I cannot seem to let go of my visit to the doctor, and it's debilitating how much it is affecting me. I'm so tired of those around me saying senseless and stupid things like "If you didn't get so upset about it you probably would get headaches." or "I don't know why you let it bother you" ... as if anyone chooses to suffer. I feel like saying "Now that you have pointed out the obvious, I magically am now unaffected by it!" ugh.
I used the online service for my pharmacy to fill a refill prescription. There's a big mess with is, and I've called and been there too many times to try to continue and fix it. It's not the fault of anyone, just how they want to "sync" your meds and because I have meds from different dates they aren't syncing well. They did accept my request to refill for the one I need (I think it's passed time for a refill to be honest, because it was a dosage increase, I already had some on hand I used first). If they run into problems, I'll just ration meds until then. It's not like I take a controlled substance and I've finally had enough issues to realize I don't need to interact with people. It's not worth the pain it will bring to try to correct the issue.
My head hurts this morning, but as of right now it is not a migraine. Let's hope it doesn't become one, as I still haven't received my migraine meds (they were out of stock).
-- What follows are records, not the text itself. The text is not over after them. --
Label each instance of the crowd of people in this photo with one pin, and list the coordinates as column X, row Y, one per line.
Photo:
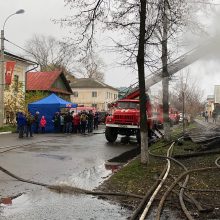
column 27, row 124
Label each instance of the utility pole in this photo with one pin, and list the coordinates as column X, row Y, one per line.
column 2, row 69
column 2, row 80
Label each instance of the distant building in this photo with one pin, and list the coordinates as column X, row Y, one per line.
column 92, row 93
column 22, row 65
column 52, row 82
column 15, row 69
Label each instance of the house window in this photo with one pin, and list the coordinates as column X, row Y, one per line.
column 16, row 82
column 94, row 94
column 75, row 94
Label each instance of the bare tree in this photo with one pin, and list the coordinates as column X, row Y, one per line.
column 187, row 95
column 135, row 21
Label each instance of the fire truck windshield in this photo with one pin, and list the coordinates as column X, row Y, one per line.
column 128, row 105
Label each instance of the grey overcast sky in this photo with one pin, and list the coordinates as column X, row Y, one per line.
column 37, row 20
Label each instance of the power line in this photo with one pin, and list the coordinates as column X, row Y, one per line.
column 18, row 46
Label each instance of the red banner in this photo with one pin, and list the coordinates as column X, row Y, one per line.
column 10, row 65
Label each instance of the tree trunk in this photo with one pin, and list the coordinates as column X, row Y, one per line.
column 141, row 77
column 165, row 81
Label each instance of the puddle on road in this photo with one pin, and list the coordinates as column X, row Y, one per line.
column 53, row 206
column 53, row 156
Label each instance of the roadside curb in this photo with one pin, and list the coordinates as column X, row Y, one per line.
column 6, row 132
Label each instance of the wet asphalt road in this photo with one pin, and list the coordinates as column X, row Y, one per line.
column 76, row 160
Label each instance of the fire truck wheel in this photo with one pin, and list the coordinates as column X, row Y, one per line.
column 111, row 134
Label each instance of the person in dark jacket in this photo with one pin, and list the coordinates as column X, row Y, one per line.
column 29, row 123
column 68, row 121
column 36, row 122
column 90, row 121
column 21, row 122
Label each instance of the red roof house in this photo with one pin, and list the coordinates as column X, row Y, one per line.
column 53, row 81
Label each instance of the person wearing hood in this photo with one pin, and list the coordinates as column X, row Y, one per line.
column 21, row 122
column 43, row 123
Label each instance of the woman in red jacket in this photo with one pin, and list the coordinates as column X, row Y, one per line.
column 76, row 123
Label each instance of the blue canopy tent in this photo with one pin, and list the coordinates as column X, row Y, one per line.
column 48, row 107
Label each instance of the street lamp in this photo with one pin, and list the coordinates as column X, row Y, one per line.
column 21, row 11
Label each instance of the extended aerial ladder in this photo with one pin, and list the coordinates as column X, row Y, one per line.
column 125, row 119
column 181, row 62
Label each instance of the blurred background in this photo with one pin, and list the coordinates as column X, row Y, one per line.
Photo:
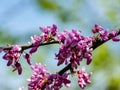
column 20, row 19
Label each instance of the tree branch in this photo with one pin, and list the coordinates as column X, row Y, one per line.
column 27, row 46
column 96, row 43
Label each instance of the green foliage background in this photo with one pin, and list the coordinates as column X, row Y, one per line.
column 80, row 14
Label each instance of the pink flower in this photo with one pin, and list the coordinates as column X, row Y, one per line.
column 74, row 47
column 12, row 56
column 41, row 78
column 83, row 78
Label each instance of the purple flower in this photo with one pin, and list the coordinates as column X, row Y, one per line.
column 38, row 78
column 1, row 49
column 12, row 56
column 104, row 35
column 74, row 47
column 27, row 57
column 116, row 39
column 97, row 28
column 41, row 78
column 83, row 78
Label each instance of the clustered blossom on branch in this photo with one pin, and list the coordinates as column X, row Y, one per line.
column 42, row 78
column 74, row 47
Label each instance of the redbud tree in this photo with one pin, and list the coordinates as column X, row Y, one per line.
column 74, row 47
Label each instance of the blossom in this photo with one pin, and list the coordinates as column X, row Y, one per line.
column 1, row 49
column 97, row 28
column 12, row 56
column 27, row 57
column 47, row 34
column 74, row 47
column 83, row 78
column 41, row 78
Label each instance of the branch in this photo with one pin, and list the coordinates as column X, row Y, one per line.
column 96, row 43
column 27, row 46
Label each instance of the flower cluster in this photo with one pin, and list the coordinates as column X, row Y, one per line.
column 42, row 79
column 105, row 34
column 47, row 35
column 12, row 56
column 74, row 47
column 83, row 78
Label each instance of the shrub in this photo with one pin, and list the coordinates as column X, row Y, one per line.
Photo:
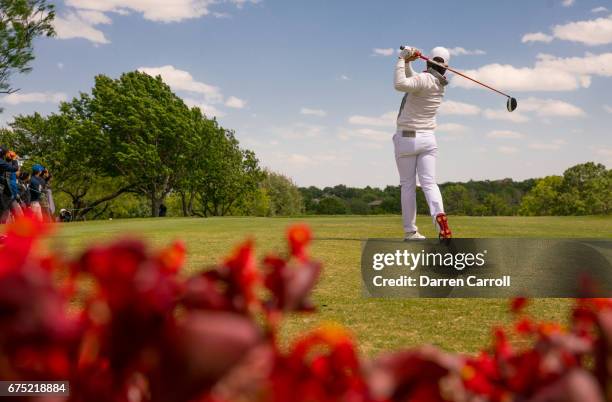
column 140, row 331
I guess one day I can look back and laugh about the migraine I got from the stress of trying to get help with migraines? Yeah, maybe not...
I called today to setup an appointment to have a Primary Care Provider. I'm scared to death of being yelled at and told I haven't a need to be there, as irrational as that is. I've never had a family/general practitioner before. I am afraid of how this session will go. If nothing else, I have gastric reflux, never had bloodwork done, and migraines and headaches. It's worth checking in and making sure I am ok, right? I'm not gonna be attacked for making sure I am healthy? I'm just nervous ... like I said, I've never seen a doctor beyond an urgent care or emergency room (besides a psychiatrist). I'm just unsure how it works and after being treated like a dog I have fears of even dealing with other people.
Last edited by Brentus; Oct 25, 2021 at 08:37 AM.